１検索条件入力部２文書検索部３文書分割部４クラスタリング部５文構造解析部６表現照合部７情報量計算部８文合成部９合成文表示部１０課金情報計算部１１課金処理部１２本文選択部１３本文表示部２０文書データベース１００文書データ提供装置 DESCRIPTION OF SYMBOLS 1 Search condition input part 2 Document search part 3 Document division part 4 Clustering part 5 Sentence structure analysis part 6 Expression matching part 7 Information amount calculation part 8 Sentence synthesis part 9 Synthetic sentence display part 10 Billing information calculation part 11 Billing processing part 12 Text Selection unit 13 Body display unit 20 Document database 100 Document data providing device

Claims

[Claims]

In response to a search request from a user, a document data providing apparatus that searches for document data stored in advance and provides a search result is provided with common fact information expressed in a document group of the search result. Document data providing means for extracting a search document, creating a display document summarizing search results based on the extracted common fact information, and presenting the created display document to a user. apparatus.

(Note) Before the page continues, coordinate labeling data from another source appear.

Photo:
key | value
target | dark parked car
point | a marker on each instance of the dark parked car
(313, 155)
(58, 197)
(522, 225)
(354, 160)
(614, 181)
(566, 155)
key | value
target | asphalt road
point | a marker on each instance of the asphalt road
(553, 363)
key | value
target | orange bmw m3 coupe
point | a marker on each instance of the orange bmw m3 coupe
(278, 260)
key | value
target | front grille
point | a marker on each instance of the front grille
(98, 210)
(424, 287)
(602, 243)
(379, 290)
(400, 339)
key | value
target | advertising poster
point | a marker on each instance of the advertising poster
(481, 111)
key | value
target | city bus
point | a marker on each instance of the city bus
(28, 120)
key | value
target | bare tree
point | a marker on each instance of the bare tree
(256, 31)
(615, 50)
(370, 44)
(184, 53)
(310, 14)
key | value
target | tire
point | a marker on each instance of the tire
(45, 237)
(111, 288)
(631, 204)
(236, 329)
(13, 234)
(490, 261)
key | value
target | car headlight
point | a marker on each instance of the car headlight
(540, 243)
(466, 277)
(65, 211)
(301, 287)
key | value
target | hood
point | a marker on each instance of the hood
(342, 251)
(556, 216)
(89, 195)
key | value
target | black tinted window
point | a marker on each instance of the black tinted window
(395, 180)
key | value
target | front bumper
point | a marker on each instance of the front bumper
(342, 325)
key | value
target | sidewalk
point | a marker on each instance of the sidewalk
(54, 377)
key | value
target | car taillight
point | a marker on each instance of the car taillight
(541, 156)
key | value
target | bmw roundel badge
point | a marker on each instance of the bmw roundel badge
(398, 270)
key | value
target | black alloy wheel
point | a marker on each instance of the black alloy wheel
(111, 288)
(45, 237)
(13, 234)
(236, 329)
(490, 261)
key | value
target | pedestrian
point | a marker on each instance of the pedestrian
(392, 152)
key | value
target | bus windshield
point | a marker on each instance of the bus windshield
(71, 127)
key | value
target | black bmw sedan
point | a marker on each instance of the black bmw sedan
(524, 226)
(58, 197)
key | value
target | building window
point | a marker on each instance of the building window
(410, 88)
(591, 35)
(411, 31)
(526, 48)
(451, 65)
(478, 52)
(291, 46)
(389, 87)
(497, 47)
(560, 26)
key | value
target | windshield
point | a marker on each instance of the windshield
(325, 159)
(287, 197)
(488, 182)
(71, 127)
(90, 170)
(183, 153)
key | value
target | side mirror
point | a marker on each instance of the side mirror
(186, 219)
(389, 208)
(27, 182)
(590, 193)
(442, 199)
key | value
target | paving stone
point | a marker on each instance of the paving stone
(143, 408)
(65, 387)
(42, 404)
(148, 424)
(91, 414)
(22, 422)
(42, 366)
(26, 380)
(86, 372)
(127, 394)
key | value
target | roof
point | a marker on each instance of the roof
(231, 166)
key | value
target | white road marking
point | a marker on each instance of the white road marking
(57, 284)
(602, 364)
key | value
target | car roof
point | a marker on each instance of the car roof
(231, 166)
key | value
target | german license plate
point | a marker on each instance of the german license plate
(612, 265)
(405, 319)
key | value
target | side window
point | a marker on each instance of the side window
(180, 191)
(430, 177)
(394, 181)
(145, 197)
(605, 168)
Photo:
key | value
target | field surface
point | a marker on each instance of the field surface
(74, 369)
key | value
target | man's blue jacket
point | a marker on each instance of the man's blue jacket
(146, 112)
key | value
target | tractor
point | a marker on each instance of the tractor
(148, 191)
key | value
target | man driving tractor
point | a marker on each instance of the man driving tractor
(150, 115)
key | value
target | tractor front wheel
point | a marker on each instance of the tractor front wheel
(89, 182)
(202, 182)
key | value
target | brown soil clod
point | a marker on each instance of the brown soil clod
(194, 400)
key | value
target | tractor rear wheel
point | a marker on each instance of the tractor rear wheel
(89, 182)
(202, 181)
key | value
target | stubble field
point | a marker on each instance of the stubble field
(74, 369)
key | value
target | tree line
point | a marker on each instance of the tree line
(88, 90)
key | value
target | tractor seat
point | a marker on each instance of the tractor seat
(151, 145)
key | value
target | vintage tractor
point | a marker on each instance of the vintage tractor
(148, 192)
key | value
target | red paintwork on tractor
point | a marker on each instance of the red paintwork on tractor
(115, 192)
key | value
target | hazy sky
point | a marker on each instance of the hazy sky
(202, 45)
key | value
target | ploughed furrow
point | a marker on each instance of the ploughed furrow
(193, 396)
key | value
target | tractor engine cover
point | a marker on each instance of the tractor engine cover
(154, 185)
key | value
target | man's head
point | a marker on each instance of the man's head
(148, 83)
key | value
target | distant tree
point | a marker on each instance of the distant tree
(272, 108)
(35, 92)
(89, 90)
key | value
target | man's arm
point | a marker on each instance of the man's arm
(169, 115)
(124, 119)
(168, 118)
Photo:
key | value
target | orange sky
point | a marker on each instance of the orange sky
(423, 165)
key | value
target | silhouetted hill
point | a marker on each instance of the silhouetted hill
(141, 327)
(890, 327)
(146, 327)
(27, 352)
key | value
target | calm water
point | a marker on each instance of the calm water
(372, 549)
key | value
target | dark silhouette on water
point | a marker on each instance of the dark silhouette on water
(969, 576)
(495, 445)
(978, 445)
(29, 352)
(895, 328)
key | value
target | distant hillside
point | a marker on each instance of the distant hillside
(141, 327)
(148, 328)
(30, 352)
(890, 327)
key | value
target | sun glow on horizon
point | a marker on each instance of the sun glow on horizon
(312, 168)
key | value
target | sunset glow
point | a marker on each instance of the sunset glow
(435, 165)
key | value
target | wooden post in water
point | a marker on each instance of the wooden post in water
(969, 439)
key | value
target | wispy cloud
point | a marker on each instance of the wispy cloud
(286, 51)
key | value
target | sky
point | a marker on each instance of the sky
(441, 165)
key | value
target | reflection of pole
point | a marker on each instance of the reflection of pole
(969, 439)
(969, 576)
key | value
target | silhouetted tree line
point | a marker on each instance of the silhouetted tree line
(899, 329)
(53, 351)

2. A document data providing device for searching document data stored in advance in response to a search request from a user and providing a search result, the common fact information expressed in a document group of the search result. , A means for creating a display document summarizing the search results based on the extracted common fact information, a means for presenting the created display document to the user, and a method for displaying a plurality of documents used in the display document. Means for calculating the amount of information collected from each information source for each information source, and calculating a charge to a user for each information source or calculating a charge to be distributed to the information source based on the amount of use for each information source And a means for performing the following.

3. The document data providing apparatus according to claim 1, wherein an amount of information required to create a display document from common fact information expressed in the document group of the search result is provided. A document data providing device, comprising: means for selecting.

4. A document data providing apparatus according to claim 1, wherein said means for selecting a text corresponding to a designated portion in the display of said display document presented to a user is provided. Means for displaying the contents of the document data.

5. A recording medium on which a program for realizing a document data providing apparatus for searching document data stored in advance and providing search results in response to a search request from a user is provided. A process of extracting common fact information expressed in the resulting document group, a process of creating a display document summarizing search results based on the extracted common fact information, and presenting the created display document to the user A program recording medium for a document data providing apparatus, wherein a program for causing a computer to execute the processing is recorded.

6. A recording medium on which a program for realizing a document data providing apparatus for searching document data stored in advance in response to a search request from a user and providing a search result is provided. A process of extracting common fact information expressed in the resulting document group, a process of creating a display document summarizing search results based on the extracted common fact information, and presenting the created display document to the user Processing, calculating the amount of information collected from a plurality of information sources used in the display document for each information source, and providing a user for each information source based on the amount of use for each information source. A program for causing a computer to execute the calculation of the accounting of the document or the calculation of the accounting to be distributed to the information source. Recording medium.